Она потому и повернулась, хотя могло показаться, что какой-то поворачивающий звон сходил на нее откуда-то сверху как бы сужающимися кругами.
Звон и в самом деле снижался по спирали, и спираль эта - великое воронкообразное завихрение - была остановленной в пространстве и материальном мире безупречностью ракушки - тонкой скорлупки, неотвратимо вовлекающей в эмалевое свое нутро, - внутрь, внутрь, внутрь, - а поскольку оно поворачивается, это нутро, то на втором уже витке возникает головокружение, а поскольку оно сужается, скользкое это пространство, воронка вбирает твое любопытство и восхищение, твое соприкасание со стискивающимися перламутровыми стенками, пропускающими в нежнейшем преображении и без того добрый свет Божьего мира, прежде процеженный зыбким образом сквозь воды земные - зеленый бульон Бытия, - и, стискивая стенки свои, переполняет тебя головокружением в перламутре, а он гладок и скользковат, ведь ракушку сотворил слизень - бесформенный посредник Творца, сам на какую-либо форму не имеющий права, ибо бесформенность его божественная только и может обволочь себя, отвердиться совершенством - а сам он растворится в зеленом морском бульоне, а ракушка довинтится до тупичка, где будет сияющая темень, ибо тут и свету не поме-ститься - столько всего места, и свечение тоже не помещается, а сияет одно только ощущение конца, перламутрового тупичка, прикасаниями лишь, теснотой лишь повествующего о своем свете.

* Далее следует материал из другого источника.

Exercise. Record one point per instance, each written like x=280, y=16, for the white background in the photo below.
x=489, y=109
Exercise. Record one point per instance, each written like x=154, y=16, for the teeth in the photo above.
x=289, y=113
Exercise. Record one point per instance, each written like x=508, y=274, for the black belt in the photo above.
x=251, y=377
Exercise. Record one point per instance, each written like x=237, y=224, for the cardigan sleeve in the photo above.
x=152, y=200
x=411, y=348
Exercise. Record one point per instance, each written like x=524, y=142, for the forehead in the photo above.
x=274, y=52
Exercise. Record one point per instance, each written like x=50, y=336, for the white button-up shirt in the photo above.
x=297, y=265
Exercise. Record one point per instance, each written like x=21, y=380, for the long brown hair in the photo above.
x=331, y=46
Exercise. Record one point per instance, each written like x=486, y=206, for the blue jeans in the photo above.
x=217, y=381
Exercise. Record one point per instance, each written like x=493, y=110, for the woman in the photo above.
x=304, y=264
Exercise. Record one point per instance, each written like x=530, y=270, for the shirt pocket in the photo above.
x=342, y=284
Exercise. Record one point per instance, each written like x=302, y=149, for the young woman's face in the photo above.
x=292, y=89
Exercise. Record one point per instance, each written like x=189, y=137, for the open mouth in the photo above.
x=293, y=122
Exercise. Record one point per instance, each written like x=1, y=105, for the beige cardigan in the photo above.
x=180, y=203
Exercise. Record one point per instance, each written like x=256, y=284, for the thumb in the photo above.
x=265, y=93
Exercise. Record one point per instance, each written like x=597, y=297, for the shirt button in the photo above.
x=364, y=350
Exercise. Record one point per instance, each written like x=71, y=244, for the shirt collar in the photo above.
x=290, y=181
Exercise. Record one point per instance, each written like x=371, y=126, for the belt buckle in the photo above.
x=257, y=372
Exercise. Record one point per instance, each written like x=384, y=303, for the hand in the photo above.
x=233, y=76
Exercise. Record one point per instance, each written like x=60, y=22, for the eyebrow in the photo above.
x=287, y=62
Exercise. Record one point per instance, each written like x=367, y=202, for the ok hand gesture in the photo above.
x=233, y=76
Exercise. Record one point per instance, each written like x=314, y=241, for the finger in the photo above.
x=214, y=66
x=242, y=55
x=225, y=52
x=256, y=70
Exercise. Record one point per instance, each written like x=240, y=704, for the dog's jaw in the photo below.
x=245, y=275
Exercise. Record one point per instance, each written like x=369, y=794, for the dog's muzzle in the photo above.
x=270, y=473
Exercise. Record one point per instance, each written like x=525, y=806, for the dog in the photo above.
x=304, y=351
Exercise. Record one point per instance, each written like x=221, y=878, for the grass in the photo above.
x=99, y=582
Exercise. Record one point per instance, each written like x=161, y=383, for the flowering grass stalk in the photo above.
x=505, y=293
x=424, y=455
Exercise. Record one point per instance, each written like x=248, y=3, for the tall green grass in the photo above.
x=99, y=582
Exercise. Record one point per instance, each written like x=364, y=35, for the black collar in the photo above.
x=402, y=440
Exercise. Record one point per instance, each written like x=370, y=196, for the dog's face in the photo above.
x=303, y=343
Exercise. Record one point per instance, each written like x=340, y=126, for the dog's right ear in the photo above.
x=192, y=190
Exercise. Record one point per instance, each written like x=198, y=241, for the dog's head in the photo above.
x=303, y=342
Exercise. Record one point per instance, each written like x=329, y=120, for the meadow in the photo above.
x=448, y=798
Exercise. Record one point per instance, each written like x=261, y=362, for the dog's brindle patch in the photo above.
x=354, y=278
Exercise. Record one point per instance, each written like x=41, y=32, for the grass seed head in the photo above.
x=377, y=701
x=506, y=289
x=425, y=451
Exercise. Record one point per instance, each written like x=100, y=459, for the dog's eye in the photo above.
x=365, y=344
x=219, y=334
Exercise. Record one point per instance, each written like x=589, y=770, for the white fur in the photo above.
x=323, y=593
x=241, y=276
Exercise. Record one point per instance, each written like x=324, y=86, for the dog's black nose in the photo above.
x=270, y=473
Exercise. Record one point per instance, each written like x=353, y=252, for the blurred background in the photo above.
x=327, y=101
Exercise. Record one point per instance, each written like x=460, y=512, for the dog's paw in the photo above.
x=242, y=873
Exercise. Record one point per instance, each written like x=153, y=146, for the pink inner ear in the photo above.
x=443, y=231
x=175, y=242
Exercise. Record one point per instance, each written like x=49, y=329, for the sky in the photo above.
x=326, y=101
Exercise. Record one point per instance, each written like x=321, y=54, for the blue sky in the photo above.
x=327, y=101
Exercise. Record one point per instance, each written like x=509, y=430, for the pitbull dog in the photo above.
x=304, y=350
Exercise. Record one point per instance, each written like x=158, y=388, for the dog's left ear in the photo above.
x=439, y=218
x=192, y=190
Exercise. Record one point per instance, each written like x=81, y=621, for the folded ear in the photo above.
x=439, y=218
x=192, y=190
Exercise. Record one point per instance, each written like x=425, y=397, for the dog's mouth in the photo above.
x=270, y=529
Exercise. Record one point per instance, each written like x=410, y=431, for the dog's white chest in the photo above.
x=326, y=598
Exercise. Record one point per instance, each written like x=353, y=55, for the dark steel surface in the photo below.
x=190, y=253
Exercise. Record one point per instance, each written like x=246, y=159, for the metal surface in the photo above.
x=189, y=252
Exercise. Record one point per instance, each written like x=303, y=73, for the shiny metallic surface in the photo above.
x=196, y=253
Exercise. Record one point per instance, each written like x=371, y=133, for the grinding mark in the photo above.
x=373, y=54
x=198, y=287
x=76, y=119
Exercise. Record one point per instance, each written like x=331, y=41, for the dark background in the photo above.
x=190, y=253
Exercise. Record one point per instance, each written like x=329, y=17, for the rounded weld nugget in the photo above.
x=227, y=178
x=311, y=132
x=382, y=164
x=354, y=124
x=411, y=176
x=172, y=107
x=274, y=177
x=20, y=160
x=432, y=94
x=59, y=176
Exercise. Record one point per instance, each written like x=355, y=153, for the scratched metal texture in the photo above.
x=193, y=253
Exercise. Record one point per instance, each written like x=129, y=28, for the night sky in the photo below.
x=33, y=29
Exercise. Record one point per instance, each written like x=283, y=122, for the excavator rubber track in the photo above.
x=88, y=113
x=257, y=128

А кто проникнуть туда может по этим виткам удивительным? - муравей только и может, а глаз человеческий знает их разве что до первого поворота. А муравей доползет, касаясь ножками и усиками всех припухлостей и малостей выстилающего перламутра. И закружится удалая муравьиная голова, и он, шевеля ножками немеющими, ползком доберется внутрь, станет ошеломляться мерцанием и, пораженный, - а уж кто-кто, а муравей мир повидал! - одуреет, уткнувшись в самое-самое, стиснутый мглой, концом и стиснутостью, и обморочно испустит из себя нечто сладкое и кислое - муравьиную ли кислоту или какую-то не нареченную словами малость, из-за крошечности своей хранящую небывалое по качеству содержимое - сублимированную в этой малости бесконечную благодарность за перламутровый восторг в недостижимом человеку мерцании тупичка. В конце кончиты - как у зеленого моря называется по-испански ракушка.